Meski begitu, Edy mengaku, pihaknya tetap tetap akan melayangkan panggilan kepada yang bersangkutan sampai bisa menghadiri. “Ini sifatnya masih permintaan klarifikasi. Makanya kami tetap menunggu sampai yang bersangkutan hadir untuk memberi klarifikasi,” katanya.

Menanggapi itu, Rasaman Buamona selaku penasehat hukum Rudi Duwila mengatakan, seharusnya kepala inspektorat bisa bersikap kooperatif dengan menghadiri panggilan penyidik. “Kami tentu beri apresiasi kepada pihak Krimum karena dengan cepat menindaklanjuti laporan kami. Namun kalau langkah kepala inspektorat seperti itu menurut kami sangat tidak etis,” ujarnya.

Rasman menjelaskan, sebagai warga negara yang baik harus hadir dan memberikan klarifikasi, karena yang dilakukan penyidik adalah upaya proses hukum sehingga harus dihargai. Kalau seperti ini, maka elektabilitas kepala inspektorat sangat diragukan publik Kepulauan Sula.

“Karena itu kiranya kepala inspektorat harus bersikap bijak. Junjung tinggi semua proses hukum yang ada. Klien kami juga membutuhkan kepastian hukum dari laporan yang sudah dibuat. Jangan membuat kami berandai-andai jika kepala inspektorat tidak patuhi aturan yang ada,” tegasnya.

Rasman juga mengungkapkan, kepala inspektorat tidak harus mengesampingkan laporan pertanggungjawaban (LPJ) pengelolaan ADD dan DD tahun 2022 yang sudah dibuat oleh kliennya sewaktu masih menjabat sebagai Kepala Desa Pohea, dan itu sudah diserahkan ke inspektorat.

Sebagaimana diketahui, tahun 2022 pihak Inspektorat Kabupaten Kepulauan Sula melakukan pemeriksaan pengelolaan ADD dan DD di setiap desa. Dalam pemeriksaan itu, hampir sebagian besar desa terdapat temuan. Itu termuat dalam laporan hasil pemeriksaan (LHP) yang diterbitkan inspektorat.  

Dimana, temuan berdasarkan LHP Desa Pohea sebesar Rp63 juta. Atas hal itu, Pemerintah Desa Pohea lalu diberikan waktu 60 hari sesuai ketentuan untuk menyelesaikan masalah berupa perbaikan administrasi seperti kuintasi, nota belanja dan lain-lain.

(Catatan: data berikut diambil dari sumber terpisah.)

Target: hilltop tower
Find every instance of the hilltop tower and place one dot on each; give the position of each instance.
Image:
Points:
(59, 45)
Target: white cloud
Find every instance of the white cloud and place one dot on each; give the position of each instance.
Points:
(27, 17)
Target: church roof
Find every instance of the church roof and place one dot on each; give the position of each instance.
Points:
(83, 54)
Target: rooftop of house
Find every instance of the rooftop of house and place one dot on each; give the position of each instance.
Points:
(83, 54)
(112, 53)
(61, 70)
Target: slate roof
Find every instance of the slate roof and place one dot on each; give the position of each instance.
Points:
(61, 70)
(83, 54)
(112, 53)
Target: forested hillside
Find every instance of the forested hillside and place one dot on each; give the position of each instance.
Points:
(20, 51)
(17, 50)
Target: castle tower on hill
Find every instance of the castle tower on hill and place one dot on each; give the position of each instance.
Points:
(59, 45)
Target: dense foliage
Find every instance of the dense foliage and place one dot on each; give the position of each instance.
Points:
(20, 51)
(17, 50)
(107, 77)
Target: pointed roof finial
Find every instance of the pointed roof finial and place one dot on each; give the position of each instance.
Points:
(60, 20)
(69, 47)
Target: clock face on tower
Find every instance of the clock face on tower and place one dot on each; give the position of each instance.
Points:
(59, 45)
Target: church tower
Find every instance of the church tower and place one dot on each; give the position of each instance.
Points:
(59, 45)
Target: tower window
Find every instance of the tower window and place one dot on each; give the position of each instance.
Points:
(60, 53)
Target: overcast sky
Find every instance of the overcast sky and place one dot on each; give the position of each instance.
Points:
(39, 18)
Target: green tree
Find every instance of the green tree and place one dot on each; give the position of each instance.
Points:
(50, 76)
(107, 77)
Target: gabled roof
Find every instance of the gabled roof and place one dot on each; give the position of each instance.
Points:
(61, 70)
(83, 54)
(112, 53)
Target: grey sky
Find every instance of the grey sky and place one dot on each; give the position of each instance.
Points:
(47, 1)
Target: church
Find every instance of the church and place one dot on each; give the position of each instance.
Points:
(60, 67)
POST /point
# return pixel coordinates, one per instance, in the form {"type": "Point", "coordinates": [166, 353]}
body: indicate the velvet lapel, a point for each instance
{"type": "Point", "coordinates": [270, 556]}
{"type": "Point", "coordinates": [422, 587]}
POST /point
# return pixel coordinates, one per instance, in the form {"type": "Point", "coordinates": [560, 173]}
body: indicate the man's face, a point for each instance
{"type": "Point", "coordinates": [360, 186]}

Tiba-tiba, pihak inspektorat kembali melakukan audit investigasi yang hanya dikhususkan ke Desa Pohea. Dari hasil audit tersebut, ditemukan adanya kerugian keuangan negara senilai Rp398 juta sekian. Anehnya, investigasi itu hanya berdasarkan perintah lisan Bupati Kabupaten Kepulauan Sula.

Sementara, di desa lain tidak dilakukan audit investigasi. Padahal, ada desa yang hasil audit reguler terdapat temuan jumlahnya lebih besar dari Desa Pohea, sehingga itulah Rudi Duwila melalui tim hukum mengajukan laporan resmi ke Polda Maluku Utara sejak 28 April tahun 2025.(cr-02).